Last but not least, is the climatic moment in the film. That being when time in all of Wonderland comes to an end. Now, I have seen my fair share of “end of the world” scenarios in fiction. The sky tearing itself asunder as the oceans boils and the earth ruptures… Demons ascended upwards from the burning plains of Hell whilst angels descend from the ivory towers of Heaven… When it was mentioned that time would cease to be, I had wondered just how it would be portrayed. For a good while, I expected it to be another pun in that time would be “frozen” in every sense of the word.

I was wrong.

Oh was I wrong…

Time does not end with stillness or with ice. It ends with rust. Now, that might not sound that frightening to you but just imagine it for a moment. The oceans turning solid beneath a crimson tide, the very air hardening into an unyielding metal, the sky and the clouds stiffening, and the people becoming as statues, forever frozen because time simply does not exist. Past, present, and future… the whole of Creation has stopped.

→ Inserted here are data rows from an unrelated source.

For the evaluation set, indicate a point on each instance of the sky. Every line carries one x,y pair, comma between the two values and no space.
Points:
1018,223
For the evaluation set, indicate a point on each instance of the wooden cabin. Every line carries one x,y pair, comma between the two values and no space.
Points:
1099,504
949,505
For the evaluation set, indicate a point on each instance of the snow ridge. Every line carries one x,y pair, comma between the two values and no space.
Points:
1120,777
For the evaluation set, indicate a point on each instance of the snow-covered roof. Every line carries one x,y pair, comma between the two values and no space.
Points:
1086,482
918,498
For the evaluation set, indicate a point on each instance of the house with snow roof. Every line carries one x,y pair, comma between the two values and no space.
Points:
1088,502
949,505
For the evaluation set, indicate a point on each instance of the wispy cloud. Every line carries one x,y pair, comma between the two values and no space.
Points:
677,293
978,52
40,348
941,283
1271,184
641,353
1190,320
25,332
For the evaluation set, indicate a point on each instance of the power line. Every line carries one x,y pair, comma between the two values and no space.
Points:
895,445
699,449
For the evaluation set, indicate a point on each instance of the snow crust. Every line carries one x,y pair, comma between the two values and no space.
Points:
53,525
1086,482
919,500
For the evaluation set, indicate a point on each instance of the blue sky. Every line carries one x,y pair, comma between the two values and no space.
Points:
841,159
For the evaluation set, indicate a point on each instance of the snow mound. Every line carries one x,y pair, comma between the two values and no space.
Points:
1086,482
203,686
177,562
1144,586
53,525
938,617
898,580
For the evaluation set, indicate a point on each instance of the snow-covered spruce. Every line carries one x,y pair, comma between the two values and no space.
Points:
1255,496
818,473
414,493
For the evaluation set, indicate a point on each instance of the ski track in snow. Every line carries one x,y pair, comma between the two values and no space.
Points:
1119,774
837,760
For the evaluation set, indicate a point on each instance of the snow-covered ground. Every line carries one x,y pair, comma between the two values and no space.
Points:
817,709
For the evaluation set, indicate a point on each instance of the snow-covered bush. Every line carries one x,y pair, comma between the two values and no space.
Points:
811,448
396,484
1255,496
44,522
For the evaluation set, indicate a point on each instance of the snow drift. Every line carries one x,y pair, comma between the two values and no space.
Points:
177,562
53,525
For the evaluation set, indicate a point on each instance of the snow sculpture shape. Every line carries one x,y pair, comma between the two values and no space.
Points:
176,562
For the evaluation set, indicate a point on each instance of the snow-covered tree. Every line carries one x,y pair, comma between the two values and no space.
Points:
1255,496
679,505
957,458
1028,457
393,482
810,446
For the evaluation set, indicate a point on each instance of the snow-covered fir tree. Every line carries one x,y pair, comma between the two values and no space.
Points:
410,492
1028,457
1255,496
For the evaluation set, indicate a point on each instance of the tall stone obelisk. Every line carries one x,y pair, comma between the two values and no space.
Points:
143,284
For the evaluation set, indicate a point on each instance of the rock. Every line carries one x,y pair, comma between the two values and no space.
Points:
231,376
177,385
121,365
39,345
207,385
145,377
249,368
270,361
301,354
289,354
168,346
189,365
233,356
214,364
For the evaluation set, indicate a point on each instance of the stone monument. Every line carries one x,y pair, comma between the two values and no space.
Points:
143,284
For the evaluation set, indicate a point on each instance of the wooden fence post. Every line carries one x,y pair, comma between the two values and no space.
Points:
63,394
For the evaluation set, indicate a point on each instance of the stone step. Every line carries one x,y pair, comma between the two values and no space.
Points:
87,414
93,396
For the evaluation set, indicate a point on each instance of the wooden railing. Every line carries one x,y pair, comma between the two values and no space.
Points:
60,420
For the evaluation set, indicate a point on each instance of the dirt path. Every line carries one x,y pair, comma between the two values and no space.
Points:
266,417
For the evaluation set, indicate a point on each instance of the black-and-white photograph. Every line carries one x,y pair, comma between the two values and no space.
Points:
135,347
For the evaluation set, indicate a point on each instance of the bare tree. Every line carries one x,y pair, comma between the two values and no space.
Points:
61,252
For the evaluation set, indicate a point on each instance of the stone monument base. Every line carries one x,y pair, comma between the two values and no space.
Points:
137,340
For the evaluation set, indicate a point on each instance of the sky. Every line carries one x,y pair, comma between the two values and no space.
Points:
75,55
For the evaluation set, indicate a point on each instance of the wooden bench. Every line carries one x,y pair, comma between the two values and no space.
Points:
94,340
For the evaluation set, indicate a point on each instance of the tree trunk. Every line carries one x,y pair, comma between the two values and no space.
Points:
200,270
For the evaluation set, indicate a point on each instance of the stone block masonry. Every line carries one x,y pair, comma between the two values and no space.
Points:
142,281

Overall I give Alice Through the Looking Glass… Four out of five stars. I can’t say that I disliked this film despite leaving me with more questions than answers. Yet, I can’t also say that I adore this film either for as great as the visuals are. One major complaint I have heard from critics is that this film is nothing like its source material. Considering that this film is a sequel to a film that is otherwise unique unto itself, I honestly don’t see the problem here.

Films that are based on something, be they games, books, or even other films need not be carbon copies of the originals. There’s no fun in having the story retold in a different medium, not really. Elements should be there, intrinsic parts of what made the original so beloved but new elements should be tossed in too, to make this an entirely new story and something to be treasured not for the similarities but for its differences.